Arrosage en hiver : les gestes essentiels pour préserver vos plantes

Avec l’arrivée de l’hiver, de nombreux jardins semblent entrer dans une phase de dormance. Les feuilles sont tombées, le sol paraît humide et l’arrosoir est souvent oublié au fond du garage jusqu’au printemps. Pourtant, cette période tranquille peut être trompeuse. Les plantes subissent souvent des dommages importants, non pas à cause de parasites, mais d’un simple manque d’eau.

EN BREF

  • Les plantes continuent à consommer de l’eau en hiver, même sans croissance visible.
  • Un arrosage réfléchi est crucial pour prévenir le dessèchement ou la pourriture des racines.
  • Les jeunes arbres, haies et plantes en pot nécessitent une attention particulière pendant les périodes sèches.

Pour un maître jardinier, le geste d’arrosage est inévitable, même en hiver. En effet, un arrosage inadapté peut causer plus de dégâts que l’on ne le pense. Un manque d’eau peut dessécher lentement les racines, tandis qu’un excès d’eau peut entraîner leur pourriture, surtout chez certaines espèces réputées résistantes.

Les régions froides et sèches illustrent parfaitement ce phénomène. Des maîtres jardiniers ont observé que des hivers sans neige ni pluie peuvent être tout aussi dommageables qu’une canicule. L’Université d’État du Nouveau-Mexique souligne que de nombreuses plantes continuent à consommer de l’eau même lorsque leur croissance est en pause. Les éléments tels que le vent, le soleil hivernal et un sol nu aggravent cette sécheresse au niveau des racines.

Les bonnes pratiques d’arrosage

Selon l’Université d’État du Colorado, il est conseillé d’arroser uniquement lorsque le sol n’est pas gelé, que la température dépasse environ 5 °C durant la journée et qu’il n’a pas plu depuis plusieurs semaines. Le moment idéal pour arroser reste le milieu de journée, permettant à l’eau de pénétrer avant la nuit. Un arrosage profond et espacé est préférable à de petites arrosages fréquents, garantissant ainsi une meilleure santé des plantes au printemps.
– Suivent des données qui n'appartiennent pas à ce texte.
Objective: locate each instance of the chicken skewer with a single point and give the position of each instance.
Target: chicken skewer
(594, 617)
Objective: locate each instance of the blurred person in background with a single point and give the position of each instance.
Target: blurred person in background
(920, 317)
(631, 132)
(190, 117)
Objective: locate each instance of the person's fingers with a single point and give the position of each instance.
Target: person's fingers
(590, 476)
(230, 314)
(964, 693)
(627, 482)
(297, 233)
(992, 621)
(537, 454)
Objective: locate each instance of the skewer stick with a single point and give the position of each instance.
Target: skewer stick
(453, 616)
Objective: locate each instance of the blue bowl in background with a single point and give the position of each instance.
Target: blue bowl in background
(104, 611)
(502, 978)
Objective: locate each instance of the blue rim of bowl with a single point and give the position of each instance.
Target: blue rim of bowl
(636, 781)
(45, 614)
Toutes les plantes du jardin n’ont pas les mêmes besoins en eau. Les plus fragiles incluent les jeunes arbres et arbustes plantés depuis moins de deux ans, ainsi que les haies et conifères persistants. Les plantes à floraison hivernale et celles cultivées en pot ou en bac doivent également bénéficier d’une attention particulière pendant les mois secs.

  • Jeunes arbres et arbustes (moins de deux ans)
  • Haies et conifères persistants
  • Plantes à floraison hivernale
  • Plantes en pot ou en bac

D’un autre côté, certaines espèces tolèrent mieux un sol un peu sec qu’un excès d’eau. Les succulentes, cactus, lavande, romarin, sedum, graminées ornementales ou verveine de Buenos Aires préfèrent clairement des conditions plus sèches. Un jardinier a partagé son expérience douloureuse : « J’ai tout perdu l’hiver dernier : des lavandes adultes gelées et du sedum pourri sur place. J’arrosais par réflexe familial », explique-t-il. Pour ces plantes, un simple test du doigt peut suffire : si la terre est froide et encore fraîche, il n’est pas nécessaire d’arroser.

Fréquence et méthode d’arrosage

Il est recommandé d’adopter une routine d’arrosage ciblée toutes les trois ou quatre semaines durant les longues périodes sèches. Choisissez une journée sans gel annoncé, avec une température d’environ 5 °C l’après-midi. Vérifiez si le sol est sec en profondeur, surtout au pied des plantes prioritaires. Si c’est le cas, arrosez lentement la zone racinaire, sans détremper le reste du massif.

L’erreur la plus courante consiste à arroser par automatisme, souvent tous les jours, en soirée ou même en plein gel. Les racines trop gorgées d’eau gèlent plus rapidement. L’objectif est d’humidifier en profondeur puis de laisser le sol sécher. Un arrosage hivernal bien planifié, effectué deux ou trois fois pendant une saison sèche, peut suffire à sauver des jeunes arbres, des haies et des massifs. Au printemps, il est souvent évident que quelques arrosages bien placés valent mieux que des replantations.